"Meri bachchi ko mere paas rehne do, usey mujhse door mat karo (don't take my daughter away from me, let her remain with me)" was the cry of the distraught mother as the body of her young daughter was being taken to the crematorium.
The mother of the 23-year-old gang-raped woman fainted several times in grief after the body was brought to their family home in Mahavir Enclave in southwest Delhi early Sunday morning. The mother was taken to Deen Dayal Upadhyay Hospital, where her condition is stated to be stable.
"As soon as the body was taken away for cremation, the mother collapsed," Vimla, a neighbour, said.
The body of the young woman, who became the focus of countrywide protests and prayers, was flown in from Singapore at 3.30 a.m. and taken to the family home at 4.25 a.m. It was kept there for about two hours before being taken to the crematorium in Dwarka Sector 19.
The mother was sobbing inconsolably over the body and fainted several times, said neighbours.
"When the body was being put in an ambulance to be taken to the crematorium at around 6.15 a.m., the mother pleaded, 'Don't touch my daughter's body', and fainted," said a next-door neighbour. Family members and friends sprinkled water on her face to bring her back to consciousness.
"I don't want to let my daughter go alone, please let her remain with me," the grief-stricken mother pleaded again and again, before she fell unconscious.
She was taken to Deen Dayal Upadhyay Hospital after her daughter was cremated around 7.30 a.m.
According to one of the neighbours, after the Dec 16 brutal gang-rape and torture of her daughter, the mother had hardly eaten any food, and her health had deteriorated. She has already been keeping unwell for the past few months, another neighbour told IANS.
Since Saturday evening, a large number of people, mostly neighbours, were assembling outside the family's home to condole the torture victim's death.

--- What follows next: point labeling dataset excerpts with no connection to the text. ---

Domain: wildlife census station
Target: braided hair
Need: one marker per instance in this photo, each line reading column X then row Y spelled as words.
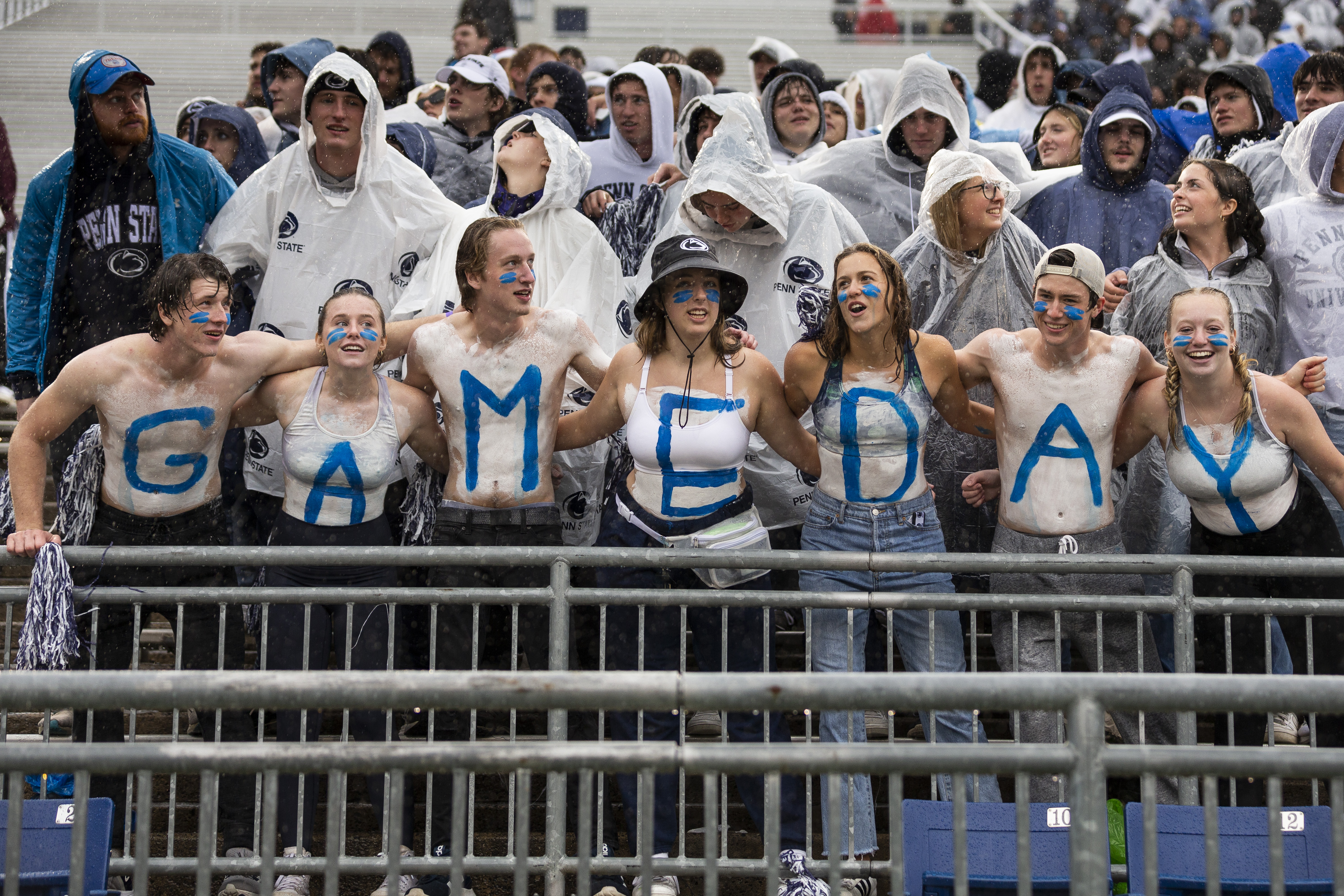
column 1241, row 366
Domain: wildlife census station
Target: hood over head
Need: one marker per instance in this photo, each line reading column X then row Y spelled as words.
column 570, row 166
column 1311, row 151
column 777, row 50
column 573, row 95
column 1282, row 64
column 924, row 84
column 417, row 143
column 1095, row 170
column 252, row 146
column 949, row 168
column 877, row 86
column 373, row 133
column 303, row 56
column 404, row 53
column 660, row 108
column 831, row 96
column 736, row 162
column 772, row 91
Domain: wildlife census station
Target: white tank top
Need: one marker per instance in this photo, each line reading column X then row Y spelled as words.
column 1244, row 492
column 693, row 457
column 339, row 480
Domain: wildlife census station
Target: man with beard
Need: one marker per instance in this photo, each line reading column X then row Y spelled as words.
column 97, row 224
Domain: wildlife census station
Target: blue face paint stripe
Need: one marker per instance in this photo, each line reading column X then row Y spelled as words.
column 1041, row 446
column 527, row 390
column 131, row 452
column 342, row 457
column 1224, row 475
column 853, row 462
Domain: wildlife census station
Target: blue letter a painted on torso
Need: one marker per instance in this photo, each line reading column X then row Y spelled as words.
column 1042, row 448
column 341, row 459
column 527, row 390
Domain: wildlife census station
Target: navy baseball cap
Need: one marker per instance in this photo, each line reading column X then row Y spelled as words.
column 111, row 69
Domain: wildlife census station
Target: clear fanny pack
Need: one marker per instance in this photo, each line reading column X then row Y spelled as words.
column 741, row 533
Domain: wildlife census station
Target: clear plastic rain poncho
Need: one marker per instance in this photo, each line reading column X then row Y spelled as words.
column 788, row 260
column 1305, row 253
column 878, row 183
column 959, row 296
column 1155, row 516
column 576, row 271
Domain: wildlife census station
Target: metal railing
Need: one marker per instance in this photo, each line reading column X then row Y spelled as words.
column 1085, row 759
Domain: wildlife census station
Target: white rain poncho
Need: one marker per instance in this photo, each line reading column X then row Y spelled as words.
column 877, row 86
column 779, row 50
column 576, row 271
column 1305, row 253
column 878, row 185
column 310, row 240
column 1021, row 113
column 1155, row 516
column 788, row 264
column 957, row 296
column 616, row 167
column 1264, row 164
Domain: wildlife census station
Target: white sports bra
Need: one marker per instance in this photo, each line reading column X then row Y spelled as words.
column 339, row 480
column 702, row 456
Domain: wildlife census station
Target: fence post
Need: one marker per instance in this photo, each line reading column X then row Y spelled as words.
column 1187, row 734
column 557, row 729
column 1089, row 844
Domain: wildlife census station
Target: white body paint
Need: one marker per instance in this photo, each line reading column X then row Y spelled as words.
column 1060, row 496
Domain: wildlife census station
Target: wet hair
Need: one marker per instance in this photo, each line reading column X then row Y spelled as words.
column 1241, row 366
column 1323, row 68
column 170, row 291
column 474, row 253
column 1246, row 220
column 652, row 336
column 343, row 293
column 834, row 342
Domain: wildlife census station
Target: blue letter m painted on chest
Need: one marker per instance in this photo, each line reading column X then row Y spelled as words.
column 527, row 390
column 1042, row 448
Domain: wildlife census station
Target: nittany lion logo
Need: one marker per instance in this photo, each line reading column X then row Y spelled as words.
column 803, row 271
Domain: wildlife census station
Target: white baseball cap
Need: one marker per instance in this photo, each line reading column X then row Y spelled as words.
column 478, row 69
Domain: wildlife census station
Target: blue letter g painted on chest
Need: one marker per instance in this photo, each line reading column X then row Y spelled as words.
column 527, row 390
column 131, row 452
column 1042, row 448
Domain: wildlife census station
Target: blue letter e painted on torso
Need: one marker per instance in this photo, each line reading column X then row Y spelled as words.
column 131, row 452
column 527, row 390
column 1042, row 448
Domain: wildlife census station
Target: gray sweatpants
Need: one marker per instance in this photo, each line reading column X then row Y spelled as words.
column 1037, row 643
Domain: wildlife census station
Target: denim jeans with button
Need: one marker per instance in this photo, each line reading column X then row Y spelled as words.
column 907, row 527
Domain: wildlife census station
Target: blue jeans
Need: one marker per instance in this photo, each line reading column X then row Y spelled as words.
column 909, row 527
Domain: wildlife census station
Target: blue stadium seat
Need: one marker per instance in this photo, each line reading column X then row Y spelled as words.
column 1242, row 850
column 991, row 848
column 45, row 863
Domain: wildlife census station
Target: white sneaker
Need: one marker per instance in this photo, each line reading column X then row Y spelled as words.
column 404, row 883
column 1285, row 729
column 662, row 887
column 295, row 884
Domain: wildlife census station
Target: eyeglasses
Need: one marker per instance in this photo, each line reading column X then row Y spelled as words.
column 990, row 189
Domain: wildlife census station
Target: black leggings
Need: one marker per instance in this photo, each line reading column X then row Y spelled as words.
column 1305, row 531
column 327, row 631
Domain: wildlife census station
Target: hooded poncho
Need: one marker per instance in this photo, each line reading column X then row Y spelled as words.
column 310, row 240
column 1021, row 113
column 616, row 167
column 788, row 262
column 779, row 154
column 878, row 183
column 959, row 296
column 1120, row 224
column 252, row 148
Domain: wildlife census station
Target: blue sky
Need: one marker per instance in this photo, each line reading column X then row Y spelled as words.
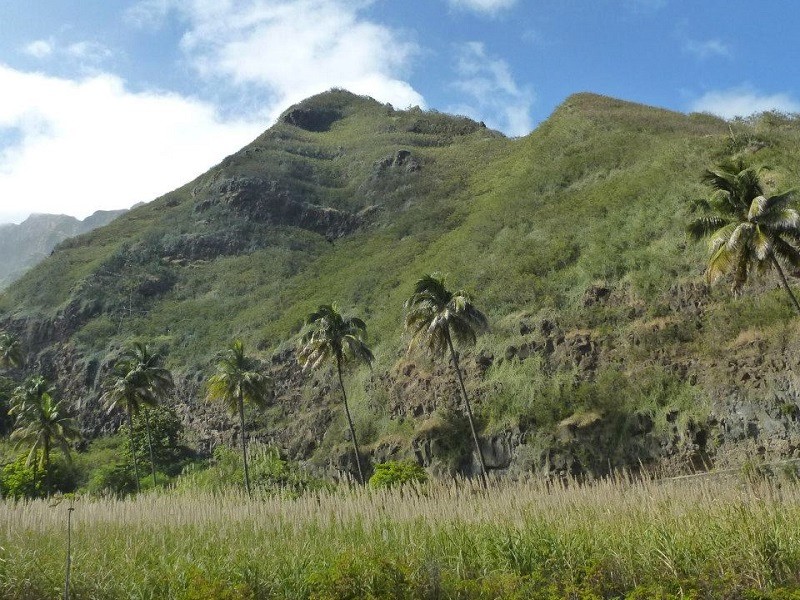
column 107, row 103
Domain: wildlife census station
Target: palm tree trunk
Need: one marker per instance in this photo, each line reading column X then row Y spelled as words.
column 784, row 282
column 69, row 553
column 46, row 462
column 244, row 446
column 150, row 445
column 35, row 471
column 484, row 478
column 350, row 423
column 133, row 453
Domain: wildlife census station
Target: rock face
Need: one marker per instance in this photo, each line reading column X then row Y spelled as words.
column 606, row 350
column 268, row 202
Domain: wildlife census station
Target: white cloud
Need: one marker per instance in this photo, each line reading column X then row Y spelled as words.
column 85, row 52
column 491, row 93
column 148, row 14
column 742, row 102
column 79, row 146
column 707, row 49
column 93, row 52
column 291, row 49
column 39, row 49
column 489, row 7
column 645, row 6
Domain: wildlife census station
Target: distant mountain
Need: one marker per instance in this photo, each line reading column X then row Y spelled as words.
column 24, row 245
column 607, row 348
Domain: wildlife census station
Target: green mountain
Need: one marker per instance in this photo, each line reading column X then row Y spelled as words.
column 24, row 245
column 606, row 347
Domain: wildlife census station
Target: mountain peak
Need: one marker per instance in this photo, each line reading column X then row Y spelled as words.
column 319, row 112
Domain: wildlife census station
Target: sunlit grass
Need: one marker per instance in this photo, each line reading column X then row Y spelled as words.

The house, an unplastered brick structure, comprises two small ordinary rooms, also unplastered. The house belongs to a relative, who stays in one of the rooms while the entire family of the young woman - parents and two brothers - stay in the other room. The family room has bare minimum furnishing. They have been staying there for the past two and a half years.
Many residents of Mahavir Enclave visited the house in a steady stream since morning to offer condolences and their support to the traumatised family. But, not finding the family members at home, as they were in hospital with the mother, the neighbours got restive and began shouting slogans demanding justice for the dead woman and punishment to the rapists.

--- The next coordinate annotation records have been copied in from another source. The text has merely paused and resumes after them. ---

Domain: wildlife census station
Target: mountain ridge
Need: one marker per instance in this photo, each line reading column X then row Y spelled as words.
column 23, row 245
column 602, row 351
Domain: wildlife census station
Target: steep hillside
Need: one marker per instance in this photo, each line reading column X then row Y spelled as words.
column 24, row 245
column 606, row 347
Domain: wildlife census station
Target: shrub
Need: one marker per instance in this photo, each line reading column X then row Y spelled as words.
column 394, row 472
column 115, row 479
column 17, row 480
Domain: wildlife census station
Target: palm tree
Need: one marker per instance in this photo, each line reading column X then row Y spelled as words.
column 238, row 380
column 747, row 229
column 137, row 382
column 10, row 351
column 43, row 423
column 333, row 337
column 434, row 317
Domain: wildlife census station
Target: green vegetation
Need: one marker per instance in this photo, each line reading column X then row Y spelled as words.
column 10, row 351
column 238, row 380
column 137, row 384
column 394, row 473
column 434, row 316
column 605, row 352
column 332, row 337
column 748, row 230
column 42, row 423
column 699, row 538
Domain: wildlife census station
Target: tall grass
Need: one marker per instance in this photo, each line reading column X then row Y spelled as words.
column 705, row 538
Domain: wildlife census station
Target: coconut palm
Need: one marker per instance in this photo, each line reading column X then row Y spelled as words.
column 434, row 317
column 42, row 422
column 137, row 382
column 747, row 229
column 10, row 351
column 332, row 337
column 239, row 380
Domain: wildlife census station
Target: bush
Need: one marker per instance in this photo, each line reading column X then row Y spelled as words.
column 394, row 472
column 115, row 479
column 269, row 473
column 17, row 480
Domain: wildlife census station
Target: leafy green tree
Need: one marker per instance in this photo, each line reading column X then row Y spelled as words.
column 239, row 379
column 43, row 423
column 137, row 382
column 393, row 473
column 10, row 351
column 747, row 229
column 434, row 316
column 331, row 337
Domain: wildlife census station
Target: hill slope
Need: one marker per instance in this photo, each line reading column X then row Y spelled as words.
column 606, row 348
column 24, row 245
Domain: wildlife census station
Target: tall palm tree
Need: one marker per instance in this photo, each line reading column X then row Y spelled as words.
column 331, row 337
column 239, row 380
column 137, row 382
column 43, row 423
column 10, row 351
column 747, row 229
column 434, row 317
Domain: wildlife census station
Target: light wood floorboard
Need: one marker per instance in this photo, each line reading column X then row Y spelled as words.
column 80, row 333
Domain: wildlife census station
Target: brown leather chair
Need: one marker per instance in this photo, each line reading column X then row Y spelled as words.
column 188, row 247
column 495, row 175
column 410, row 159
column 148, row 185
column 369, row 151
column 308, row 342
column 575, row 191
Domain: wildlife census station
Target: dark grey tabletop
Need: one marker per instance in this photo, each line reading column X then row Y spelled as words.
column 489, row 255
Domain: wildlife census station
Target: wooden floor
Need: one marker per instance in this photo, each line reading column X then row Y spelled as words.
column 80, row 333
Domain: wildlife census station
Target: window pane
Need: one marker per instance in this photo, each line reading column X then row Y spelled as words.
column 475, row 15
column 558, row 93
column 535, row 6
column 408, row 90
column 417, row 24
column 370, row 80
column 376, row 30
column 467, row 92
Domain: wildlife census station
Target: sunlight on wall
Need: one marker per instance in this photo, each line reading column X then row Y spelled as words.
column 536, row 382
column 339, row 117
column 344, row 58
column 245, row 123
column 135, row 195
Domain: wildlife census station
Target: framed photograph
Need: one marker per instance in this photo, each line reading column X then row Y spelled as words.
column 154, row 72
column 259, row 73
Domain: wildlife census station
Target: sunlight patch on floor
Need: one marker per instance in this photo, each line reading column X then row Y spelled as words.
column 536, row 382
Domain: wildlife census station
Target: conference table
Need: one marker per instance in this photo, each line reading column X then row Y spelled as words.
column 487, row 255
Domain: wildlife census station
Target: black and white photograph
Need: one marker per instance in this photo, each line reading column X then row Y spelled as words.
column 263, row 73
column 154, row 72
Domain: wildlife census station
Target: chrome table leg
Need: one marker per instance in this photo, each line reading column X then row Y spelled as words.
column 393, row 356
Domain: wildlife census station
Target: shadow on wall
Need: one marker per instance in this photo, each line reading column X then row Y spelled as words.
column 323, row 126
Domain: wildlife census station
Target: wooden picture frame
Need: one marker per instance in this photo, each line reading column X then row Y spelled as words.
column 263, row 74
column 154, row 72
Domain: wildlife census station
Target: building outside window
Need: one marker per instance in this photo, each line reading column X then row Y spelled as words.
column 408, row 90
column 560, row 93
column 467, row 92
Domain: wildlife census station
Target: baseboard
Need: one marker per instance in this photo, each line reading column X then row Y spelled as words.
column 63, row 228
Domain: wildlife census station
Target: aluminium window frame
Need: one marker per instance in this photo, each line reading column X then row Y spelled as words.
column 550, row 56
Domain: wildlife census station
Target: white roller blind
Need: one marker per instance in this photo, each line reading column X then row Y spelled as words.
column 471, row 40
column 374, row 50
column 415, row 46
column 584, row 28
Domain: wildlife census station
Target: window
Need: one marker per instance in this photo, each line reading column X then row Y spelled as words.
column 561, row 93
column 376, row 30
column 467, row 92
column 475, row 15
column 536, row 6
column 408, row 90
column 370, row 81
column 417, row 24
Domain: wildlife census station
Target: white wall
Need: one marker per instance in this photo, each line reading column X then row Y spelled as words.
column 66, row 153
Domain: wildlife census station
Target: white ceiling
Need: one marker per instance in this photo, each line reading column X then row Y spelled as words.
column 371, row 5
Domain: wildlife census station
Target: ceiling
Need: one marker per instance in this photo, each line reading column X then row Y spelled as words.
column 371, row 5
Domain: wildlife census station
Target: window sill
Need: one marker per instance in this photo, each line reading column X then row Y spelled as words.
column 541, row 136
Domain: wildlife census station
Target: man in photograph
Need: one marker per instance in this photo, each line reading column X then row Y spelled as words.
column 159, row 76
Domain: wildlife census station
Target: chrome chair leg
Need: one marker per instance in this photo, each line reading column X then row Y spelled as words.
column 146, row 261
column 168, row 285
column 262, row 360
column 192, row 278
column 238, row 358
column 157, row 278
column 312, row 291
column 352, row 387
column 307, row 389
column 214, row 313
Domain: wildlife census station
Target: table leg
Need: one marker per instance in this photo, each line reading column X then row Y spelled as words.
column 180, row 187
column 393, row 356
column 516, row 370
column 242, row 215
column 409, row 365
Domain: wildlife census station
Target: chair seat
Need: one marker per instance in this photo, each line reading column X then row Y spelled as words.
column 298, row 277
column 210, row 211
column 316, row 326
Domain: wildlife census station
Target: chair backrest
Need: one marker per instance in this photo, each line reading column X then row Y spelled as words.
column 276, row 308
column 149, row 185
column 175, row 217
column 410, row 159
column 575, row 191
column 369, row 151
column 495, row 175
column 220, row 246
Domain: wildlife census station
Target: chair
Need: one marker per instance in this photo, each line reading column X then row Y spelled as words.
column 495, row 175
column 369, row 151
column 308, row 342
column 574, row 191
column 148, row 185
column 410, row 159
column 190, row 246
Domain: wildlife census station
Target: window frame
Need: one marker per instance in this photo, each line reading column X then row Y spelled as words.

"We want Justice", "Hang the rapists!", "Hate liquor that turns people into beasts", were among the slogans that the people were shouting.
When the IANS correspondent was searching for the house and asked some residents the whereabouts, the neighbors said emphatically in unison: "She is our daughter."

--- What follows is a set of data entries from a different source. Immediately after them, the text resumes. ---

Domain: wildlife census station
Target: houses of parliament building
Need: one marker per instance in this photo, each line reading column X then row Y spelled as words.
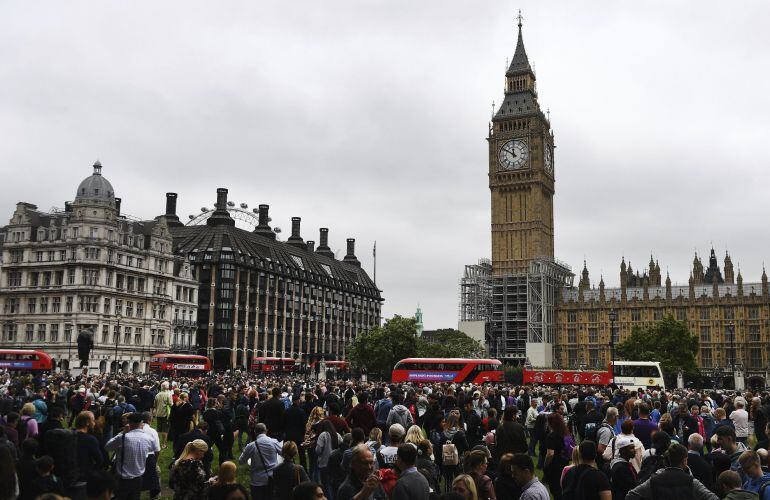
column 729, row 317
column 525, row 299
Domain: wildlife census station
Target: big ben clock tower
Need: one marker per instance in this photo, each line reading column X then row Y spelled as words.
column 521, row 172
column 526, row 279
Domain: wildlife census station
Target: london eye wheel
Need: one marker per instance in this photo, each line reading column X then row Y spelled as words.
column 243, row 217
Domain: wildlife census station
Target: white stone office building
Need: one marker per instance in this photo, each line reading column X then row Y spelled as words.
column 91, row 267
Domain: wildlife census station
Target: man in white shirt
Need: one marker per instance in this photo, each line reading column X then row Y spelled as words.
column 151, row 479
column 131, row 447
column 387, row 454
column 523, row 472
column 740, row 419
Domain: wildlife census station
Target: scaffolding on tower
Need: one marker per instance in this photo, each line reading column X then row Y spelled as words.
column 523, row 317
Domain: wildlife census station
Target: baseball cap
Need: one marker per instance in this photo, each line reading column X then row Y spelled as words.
column 622, row 441
column 396, row 430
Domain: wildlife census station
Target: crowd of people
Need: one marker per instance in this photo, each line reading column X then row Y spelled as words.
column 103, row 436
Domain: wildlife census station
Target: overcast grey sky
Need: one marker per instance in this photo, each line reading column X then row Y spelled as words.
column 370, row 117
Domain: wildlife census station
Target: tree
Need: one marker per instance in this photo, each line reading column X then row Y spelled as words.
column 380, row 348
column 450, row 343
column 668, row 342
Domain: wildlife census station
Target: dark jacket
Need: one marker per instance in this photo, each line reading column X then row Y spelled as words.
column 623, row 479
column 295, row 419
column 191, row 436
column 510, row 437
column 362, row 415
column 46, row 426
column 285, row 477
column 271, row 413
column 179, row 419
column 701, row 470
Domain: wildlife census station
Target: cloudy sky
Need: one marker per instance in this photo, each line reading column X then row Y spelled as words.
column 370, row 117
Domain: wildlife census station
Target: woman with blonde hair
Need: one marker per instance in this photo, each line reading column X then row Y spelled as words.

"Every house in this street belongs to her," said Vimla.
According to Vimla, the family of the dead woman was "very poor".
The parents had sold a plot of land nearby as well as land in their village in Ballia district of eastern Uttar Pradesh to fund their daughter's education.
"Now her elder brother, who is preparing for his engineering entrance exams, has no hope to continue his studies. The family had depended on her future career to see them out of their poverty," Vimla said.
Ranvir Sirohi, another resident of Mahavir Enclave, told IANS that the victim's father is a loader at the Delhi airport and has been "saving every penny to make his daughter a doctor".
In order to see the dream fulfilled, the family did not care to shift to better accommodation, he said.
Now the dream lies shattered.
Earlier in the day, according to government sources, Dikshit consoled the family and offered a small prayer for the woman.